Der Förderumfang beträgt 100 % der auf ein Vollzeitäquivalent bezogenen Personalkosten in Höhe einer tariflichen Vergütung bis max.TVöD SuE S2 Stufe 1 für die an der Maßnahme teilnehmende Person.

Die Teilnehmer:innen werden im Kontext der Refinanzierung nicht auf den Personalschlüssel angerechnet. Der Einsatz als Gruppenleitung erfolgt frühestens nach 8 Monaten.

Die Träger reichen vor Abschluss des Arbeitsvertrags den Antrag (docx, 34.9 KB) auf Gewährung einer Zuwendung für Maßnahmen zur Gewinnung und Sicherung qualifizierter Fachkräfte in Kindertageseinrichtungen (hier IQsA) ein.
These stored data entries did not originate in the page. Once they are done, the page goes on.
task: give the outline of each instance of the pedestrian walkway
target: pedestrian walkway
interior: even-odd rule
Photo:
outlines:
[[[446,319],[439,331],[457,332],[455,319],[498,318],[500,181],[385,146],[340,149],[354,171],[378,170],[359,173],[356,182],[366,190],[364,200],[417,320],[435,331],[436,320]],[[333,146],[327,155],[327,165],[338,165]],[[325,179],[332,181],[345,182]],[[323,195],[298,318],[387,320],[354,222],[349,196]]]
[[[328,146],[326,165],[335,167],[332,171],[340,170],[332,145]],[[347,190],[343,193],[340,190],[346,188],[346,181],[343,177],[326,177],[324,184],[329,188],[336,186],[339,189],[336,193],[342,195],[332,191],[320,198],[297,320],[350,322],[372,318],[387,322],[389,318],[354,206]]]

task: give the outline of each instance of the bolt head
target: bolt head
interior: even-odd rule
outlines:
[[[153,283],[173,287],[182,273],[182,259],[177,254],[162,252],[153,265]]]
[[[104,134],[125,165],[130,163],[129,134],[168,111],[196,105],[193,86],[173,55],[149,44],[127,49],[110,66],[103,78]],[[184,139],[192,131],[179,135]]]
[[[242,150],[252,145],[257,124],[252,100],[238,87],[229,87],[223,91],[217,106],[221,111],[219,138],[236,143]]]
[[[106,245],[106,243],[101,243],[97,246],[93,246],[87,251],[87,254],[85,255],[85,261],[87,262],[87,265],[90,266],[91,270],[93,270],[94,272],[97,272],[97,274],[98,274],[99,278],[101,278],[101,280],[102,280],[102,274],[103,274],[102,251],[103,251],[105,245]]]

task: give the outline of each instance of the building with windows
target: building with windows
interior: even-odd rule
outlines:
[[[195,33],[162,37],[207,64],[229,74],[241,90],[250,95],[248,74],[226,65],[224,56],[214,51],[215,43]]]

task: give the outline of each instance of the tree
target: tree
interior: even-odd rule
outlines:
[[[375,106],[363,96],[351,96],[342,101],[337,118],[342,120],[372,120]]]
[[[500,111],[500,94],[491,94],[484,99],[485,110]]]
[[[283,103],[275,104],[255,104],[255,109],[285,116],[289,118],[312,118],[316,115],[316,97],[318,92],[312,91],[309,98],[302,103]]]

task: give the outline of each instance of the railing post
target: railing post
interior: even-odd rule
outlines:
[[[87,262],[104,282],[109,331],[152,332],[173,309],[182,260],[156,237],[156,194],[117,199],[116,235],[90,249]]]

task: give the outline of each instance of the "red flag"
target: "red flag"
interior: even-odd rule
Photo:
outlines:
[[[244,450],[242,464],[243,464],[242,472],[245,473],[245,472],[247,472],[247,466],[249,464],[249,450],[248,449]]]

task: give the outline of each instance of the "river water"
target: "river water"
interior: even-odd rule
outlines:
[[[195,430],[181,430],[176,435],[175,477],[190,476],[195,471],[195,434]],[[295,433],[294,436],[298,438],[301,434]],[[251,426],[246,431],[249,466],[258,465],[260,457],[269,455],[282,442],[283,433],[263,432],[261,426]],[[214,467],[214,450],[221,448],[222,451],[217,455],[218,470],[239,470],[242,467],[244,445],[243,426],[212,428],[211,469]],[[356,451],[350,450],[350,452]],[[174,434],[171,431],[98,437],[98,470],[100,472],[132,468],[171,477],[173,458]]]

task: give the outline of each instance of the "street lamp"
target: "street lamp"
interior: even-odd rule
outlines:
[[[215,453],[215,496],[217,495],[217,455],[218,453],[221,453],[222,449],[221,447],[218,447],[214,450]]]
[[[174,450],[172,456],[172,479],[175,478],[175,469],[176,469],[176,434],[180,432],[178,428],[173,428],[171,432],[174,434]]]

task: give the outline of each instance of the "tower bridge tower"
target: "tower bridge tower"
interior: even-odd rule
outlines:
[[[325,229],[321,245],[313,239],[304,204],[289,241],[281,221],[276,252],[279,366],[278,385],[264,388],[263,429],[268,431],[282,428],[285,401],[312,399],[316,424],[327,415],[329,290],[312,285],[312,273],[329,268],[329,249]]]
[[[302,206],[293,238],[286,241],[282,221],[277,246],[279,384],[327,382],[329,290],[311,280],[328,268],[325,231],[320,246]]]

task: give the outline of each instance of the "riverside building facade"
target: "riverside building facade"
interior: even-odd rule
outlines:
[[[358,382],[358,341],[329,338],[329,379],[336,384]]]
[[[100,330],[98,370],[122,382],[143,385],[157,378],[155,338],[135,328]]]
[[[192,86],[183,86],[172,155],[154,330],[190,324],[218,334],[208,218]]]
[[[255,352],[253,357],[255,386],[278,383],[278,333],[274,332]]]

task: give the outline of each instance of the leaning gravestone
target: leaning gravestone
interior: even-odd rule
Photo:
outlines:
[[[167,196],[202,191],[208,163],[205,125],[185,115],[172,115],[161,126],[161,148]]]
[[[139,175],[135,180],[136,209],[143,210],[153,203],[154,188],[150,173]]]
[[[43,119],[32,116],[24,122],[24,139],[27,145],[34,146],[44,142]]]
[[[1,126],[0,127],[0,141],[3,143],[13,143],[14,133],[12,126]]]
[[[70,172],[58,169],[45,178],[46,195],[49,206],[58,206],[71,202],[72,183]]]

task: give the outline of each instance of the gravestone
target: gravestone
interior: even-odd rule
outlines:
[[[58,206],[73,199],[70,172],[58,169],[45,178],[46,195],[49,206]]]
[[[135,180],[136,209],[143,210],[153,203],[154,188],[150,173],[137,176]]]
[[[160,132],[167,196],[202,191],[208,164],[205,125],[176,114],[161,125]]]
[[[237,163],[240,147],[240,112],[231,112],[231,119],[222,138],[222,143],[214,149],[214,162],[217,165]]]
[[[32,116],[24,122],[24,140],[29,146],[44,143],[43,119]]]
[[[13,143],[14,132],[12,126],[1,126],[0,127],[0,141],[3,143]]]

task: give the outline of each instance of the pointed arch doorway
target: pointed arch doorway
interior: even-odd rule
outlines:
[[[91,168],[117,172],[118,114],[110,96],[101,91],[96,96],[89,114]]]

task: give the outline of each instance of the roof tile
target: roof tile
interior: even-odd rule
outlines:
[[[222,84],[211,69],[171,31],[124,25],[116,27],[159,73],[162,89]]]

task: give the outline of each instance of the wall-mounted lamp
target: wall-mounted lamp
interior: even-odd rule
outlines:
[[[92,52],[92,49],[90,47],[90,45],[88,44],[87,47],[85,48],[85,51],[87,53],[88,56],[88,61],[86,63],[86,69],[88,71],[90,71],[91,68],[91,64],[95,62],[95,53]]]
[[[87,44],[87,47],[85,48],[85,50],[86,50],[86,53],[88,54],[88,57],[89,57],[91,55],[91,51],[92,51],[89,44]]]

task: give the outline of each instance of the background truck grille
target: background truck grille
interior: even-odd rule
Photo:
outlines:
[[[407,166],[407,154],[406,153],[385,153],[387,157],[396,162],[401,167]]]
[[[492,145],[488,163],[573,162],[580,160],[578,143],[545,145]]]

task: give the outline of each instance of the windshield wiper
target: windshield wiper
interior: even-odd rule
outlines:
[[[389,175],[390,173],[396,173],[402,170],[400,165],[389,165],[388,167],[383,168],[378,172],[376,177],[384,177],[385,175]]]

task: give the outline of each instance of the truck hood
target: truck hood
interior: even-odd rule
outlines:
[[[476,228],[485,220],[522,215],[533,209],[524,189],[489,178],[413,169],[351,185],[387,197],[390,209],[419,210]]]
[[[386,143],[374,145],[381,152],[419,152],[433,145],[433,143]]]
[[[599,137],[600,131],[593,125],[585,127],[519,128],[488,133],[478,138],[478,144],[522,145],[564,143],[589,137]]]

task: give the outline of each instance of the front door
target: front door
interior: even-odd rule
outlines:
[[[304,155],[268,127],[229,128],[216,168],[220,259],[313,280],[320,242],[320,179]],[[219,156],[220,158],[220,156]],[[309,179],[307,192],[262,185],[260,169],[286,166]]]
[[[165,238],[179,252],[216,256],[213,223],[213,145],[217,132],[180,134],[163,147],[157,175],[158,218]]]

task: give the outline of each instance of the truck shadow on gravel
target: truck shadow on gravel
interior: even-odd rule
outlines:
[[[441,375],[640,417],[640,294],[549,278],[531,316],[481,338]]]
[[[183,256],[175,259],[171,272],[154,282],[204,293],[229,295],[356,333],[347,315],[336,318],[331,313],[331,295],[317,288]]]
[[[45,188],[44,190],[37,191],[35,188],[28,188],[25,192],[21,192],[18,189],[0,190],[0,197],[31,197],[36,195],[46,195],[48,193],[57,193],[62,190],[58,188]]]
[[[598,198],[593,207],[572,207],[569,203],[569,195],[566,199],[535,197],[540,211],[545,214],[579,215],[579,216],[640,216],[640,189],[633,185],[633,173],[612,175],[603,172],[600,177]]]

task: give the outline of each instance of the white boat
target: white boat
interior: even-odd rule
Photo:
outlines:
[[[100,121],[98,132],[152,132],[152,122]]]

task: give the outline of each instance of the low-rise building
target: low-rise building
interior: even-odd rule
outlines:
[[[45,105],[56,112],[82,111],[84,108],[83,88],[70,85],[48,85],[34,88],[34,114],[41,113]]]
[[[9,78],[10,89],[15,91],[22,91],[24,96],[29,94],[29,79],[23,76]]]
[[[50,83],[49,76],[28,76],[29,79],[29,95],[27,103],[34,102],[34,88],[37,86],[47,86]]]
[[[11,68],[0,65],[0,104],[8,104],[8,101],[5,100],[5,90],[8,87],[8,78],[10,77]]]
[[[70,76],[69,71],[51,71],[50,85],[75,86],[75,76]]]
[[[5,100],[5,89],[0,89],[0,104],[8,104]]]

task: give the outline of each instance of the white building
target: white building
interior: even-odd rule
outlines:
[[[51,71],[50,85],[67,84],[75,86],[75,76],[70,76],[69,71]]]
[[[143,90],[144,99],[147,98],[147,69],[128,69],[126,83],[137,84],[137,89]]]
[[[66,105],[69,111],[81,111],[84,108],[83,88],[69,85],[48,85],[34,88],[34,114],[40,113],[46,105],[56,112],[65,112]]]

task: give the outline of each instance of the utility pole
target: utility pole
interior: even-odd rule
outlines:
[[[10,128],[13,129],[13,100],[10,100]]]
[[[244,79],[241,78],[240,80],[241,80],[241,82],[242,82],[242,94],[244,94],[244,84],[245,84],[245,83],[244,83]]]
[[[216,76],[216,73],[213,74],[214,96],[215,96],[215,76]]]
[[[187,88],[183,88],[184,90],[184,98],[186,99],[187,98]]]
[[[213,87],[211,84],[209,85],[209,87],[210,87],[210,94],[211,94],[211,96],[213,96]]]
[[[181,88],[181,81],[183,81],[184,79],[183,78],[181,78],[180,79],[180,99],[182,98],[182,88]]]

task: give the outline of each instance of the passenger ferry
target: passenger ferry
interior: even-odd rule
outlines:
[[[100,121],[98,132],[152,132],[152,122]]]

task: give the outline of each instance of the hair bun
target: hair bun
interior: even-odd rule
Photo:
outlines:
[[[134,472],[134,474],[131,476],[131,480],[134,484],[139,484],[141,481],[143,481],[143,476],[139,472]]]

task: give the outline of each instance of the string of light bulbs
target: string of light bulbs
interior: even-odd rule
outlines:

Eine Ausfüllhilfe finden Sie hier (pdf, 731.1 KB).

Nach positiver Prüfung sendet Referat 31 dem Träger den Zuwendungsbescheid nebst Anlagen zu. Die Träger müssen gemäß Zuwendungsrecht eine Finanzierungszusage noch vor Abschluss der Arbeitsverträge erhalten. Ggf. ist von den Trägern/Einrichtungen ein entsprechender Antrag auf vorzeitigen Maßnahmenbeginn an Referat 31 zu stellen. Dies wäre entsprechend im vorgenannten Antrag anzukreuzen. Andernfalls ist eine Refinanzierung der Personalkosten ausgeschlossen.